I came upon a seminal bit of Phillip Johnson's stuff over at ScienceMusings.com (Blog) today in a piece called "Miracles" or in the comments on it. I've linked the object of the discusion in the title of this post. Here Johnson makes the case that science does not disprove religious dogma and the supernatural; it simply assumes it to be irrelevant, through its materialist focus. It seems a fair point to me. Is it possible that science is an overreaction to the realization that humans are biased to see intentionality in everything that happens? Is science immune to admitting any possibility of a supreme and supernatural being, by assumption? It certainly could be that's true.

If so, it is clearly by application of Occam's razor, which posits that the simpler story is always to be preferred, when faced with a choice of two different interpretations, in the absence of any clear differentiating evidence. Note the qualifiers on that statement. A good intelligent design advocate would say that complexity is of itself evidence of intention and design. Whereas, a good scientist would say that complexity can arise naturally and that self-organization is a property of matter in some circumstances. It's even a property of numbers and algorithms, clear of any matter. 

So it seems that the biggest questions must be answered as matters of personal taste and the making of bets on the future, unless or until direct evidence can be found. We have our choice of attributing that which we cannot otherwise account to deliberate intentionality on the part of a supreme being, or we can regard it as a challenge to explain otherwise. That is, we can blame spooks, gremlins, or gods if we like, with no apparent guilt concerning the lack of evidence.

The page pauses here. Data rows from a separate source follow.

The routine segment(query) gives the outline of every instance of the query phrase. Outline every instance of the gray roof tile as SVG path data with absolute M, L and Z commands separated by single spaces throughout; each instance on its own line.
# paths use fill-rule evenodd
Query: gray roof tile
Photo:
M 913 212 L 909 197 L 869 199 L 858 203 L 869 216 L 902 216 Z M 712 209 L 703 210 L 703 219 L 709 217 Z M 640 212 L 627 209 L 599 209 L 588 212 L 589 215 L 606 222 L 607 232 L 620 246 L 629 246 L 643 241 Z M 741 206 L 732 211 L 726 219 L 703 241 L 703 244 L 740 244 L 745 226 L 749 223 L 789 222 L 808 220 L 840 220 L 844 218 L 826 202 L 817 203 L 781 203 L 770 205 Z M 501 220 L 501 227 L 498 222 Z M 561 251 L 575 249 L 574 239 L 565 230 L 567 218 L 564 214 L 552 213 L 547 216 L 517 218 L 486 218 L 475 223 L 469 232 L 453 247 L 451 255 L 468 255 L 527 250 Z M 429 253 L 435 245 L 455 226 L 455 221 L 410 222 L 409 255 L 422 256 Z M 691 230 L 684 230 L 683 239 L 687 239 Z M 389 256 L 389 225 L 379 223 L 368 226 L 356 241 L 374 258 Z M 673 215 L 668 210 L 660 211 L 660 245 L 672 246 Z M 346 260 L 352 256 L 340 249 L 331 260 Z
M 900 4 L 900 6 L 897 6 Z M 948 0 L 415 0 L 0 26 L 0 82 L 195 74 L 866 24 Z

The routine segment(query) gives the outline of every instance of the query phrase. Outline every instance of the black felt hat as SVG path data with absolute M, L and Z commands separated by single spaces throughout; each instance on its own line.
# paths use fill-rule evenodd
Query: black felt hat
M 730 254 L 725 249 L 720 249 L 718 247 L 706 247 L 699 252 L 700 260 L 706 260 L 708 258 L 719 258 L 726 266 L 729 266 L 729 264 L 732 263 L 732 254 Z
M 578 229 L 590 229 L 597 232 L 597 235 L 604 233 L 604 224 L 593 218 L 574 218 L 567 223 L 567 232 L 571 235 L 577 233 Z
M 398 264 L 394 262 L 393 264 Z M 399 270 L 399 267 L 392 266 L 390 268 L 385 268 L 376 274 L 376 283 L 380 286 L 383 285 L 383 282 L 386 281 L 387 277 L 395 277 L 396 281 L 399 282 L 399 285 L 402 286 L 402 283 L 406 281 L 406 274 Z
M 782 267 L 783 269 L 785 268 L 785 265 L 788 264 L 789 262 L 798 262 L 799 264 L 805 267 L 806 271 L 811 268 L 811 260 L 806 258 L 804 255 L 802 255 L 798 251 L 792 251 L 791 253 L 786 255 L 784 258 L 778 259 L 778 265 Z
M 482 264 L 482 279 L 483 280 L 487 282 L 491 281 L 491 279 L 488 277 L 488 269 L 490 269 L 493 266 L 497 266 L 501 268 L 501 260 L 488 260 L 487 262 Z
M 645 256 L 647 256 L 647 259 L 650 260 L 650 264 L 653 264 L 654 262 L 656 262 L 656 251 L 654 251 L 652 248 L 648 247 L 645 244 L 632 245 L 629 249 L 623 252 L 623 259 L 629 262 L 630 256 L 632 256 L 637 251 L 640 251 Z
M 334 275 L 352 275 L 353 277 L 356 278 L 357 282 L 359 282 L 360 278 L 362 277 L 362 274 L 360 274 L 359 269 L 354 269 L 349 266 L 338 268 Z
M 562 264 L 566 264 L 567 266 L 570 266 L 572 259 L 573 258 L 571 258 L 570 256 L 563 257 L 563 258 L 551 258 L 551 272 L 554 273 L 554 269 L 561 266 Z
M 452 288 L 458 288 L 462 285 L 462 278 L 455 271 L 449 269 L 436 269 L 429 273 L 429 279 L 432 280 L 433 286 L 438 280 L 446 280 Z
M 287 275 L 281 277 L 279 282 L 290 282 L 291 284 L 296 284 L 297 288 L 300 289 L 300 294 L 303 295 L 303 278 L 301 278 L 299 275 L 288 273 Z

Or we can blame the inherent complexity of nature and vow to keep seeking to understand what we do not now understand. 

Your choice! But I hope you'll pardon me if I regard ID advocates as quitters and nay-sayers who would find the universe unsatisfying if its ultimate mysteries were removed. And yet, there is common ground here, if scientists and materialists would admit that part of what they find fascinating about the universe is that which we still do not understand. 



2 comments:

Humainism said...

"And yet, there is common ground here, if scientists and materialists would admit that part of what they find fascinating about the universe is that which we still do not understand."

Part...? My goodness, I would gladly admit that it is "All"! :)

Tom Moore said...

Perhaps I should have added "... and have little or no hope of understanding."?